Expression of phytochrome apoprotein from Avena sativa in Escherichia coli and formation of photoactive chromoproteins by assembly with phycocyanobilin.

Phytochrome DNAs from oat (Avena sativa L.) encoding the full-length 124-kDa polypeptide, a 118-kDa fragment lacking the first 65 amino acids, and two N-terminal fragments of 65 kDa and 45 kDa were subcloned and expressed in Escherichia coli. Reducing the temperature to 25 degrees C during cell growth and the coexpression of chaperones improved the folding into a functional conformation for most of the polypeptides, and in one case the yield of polypeptides was also enhanced. A maximum yield of reconstitutable apoprotein was obtained by expressing the 65-kDa fragment consisting of 595 amino acids. The apoproteins could be assembled in the dark with phycocyanobilin into photoreversible chromoproteins. The yield of photoreversible pigment could be further increased by far-red/red irradiation cycles, indicating that the presence of the chromophore promotes the correct folding of the binding site.

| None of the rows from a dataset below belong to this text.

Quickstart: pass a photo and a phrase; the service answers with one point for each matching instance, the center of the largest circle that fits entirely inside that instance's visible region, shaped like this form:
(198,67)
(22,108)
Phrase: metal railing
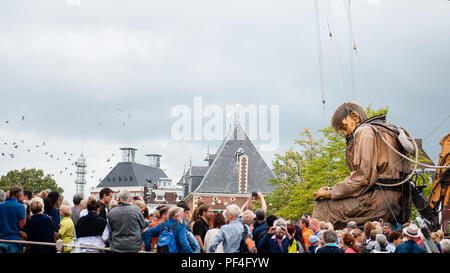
(59,245)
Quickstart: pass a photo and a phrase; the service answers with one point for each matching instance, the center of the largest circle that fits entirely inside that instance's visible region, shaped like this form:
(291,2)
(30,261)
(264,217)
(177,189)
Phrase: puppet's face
(350,123)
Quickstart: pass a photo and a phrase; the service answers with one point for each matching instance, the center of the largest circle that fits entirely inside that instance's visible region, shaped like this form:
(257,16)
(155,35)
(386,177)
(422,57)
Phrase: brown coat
(357,197)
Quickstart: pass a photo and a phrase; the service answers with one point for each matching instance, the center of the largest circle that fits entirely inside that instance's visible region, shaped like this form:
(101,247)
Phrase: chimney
(154,160)
(128,154)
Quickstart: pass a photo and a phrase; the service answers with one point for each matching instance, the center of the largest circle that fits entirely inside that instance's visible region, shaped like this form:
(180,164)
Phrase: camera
(254,195)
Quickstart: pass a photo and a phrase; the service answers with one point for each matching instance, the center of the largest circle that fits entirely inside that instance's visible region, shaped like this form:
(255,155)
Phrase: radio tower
(80,182)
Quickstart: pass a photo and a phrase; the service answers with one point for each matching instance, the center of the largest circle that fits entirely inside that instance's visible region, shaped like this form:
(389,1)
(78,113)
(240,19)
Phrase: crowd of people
(126,225)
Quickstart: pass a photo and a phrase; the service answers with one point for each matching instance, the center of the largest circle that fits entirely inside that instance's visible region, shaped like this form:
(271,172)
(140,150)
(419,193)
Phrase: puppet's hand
(324,193)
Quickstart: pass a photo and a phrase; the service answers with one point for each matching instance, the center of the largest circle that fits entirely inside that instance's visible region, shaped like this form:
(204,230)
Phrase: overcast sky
(98,75)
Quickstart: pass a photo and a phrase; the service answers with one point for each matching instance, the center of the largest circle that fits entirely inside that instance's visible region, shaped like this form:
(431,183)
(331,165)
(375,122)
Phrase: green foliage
(318,163)
(30,179)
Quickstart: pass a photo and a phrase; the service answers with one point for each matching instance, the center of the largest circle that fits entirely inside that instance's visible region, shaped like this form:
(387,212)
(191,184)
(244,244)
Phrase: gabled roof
(222,176)
(131,174)
(199,171)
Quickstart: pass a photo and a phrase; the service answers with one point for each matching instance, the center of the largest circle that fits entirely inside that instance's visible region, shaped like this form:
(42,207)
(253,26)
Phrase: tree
(318,163)
(30,179)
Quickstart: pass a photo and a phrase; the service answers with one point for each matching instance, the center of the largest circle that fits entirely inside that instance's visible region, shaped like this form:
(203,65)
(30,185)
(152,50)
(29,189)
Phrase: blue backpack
(166,242)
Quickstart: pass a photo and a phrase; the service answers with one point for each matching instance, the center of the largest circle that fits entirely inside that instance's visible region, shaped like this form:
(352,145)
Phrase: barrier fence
(59,245)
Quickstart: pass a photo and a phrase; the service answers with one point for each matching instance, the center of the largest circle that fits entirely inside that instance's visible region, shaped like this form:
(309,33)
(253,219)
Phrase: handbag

The chromoproteins with an intact N-terminal domain exhibit Pr and Pfr absorption bands, which are blue-shifted relative to the corresponding bands of native phytochrome due to the particular phycocyanobilin structure. The 118-kDa fragment, only lacking the 6-kDa N-terminus, exhibits a strong Pr band, but only a weak Pfr absorbance. This indicates an essential role of the front 6-kDa region of the protein in the formation of the far-red absorbing chromophore-protein complex. Otherwise, the C-terminal region seems to be less important for photoreversibility as indicated by the function of the shorter fragments.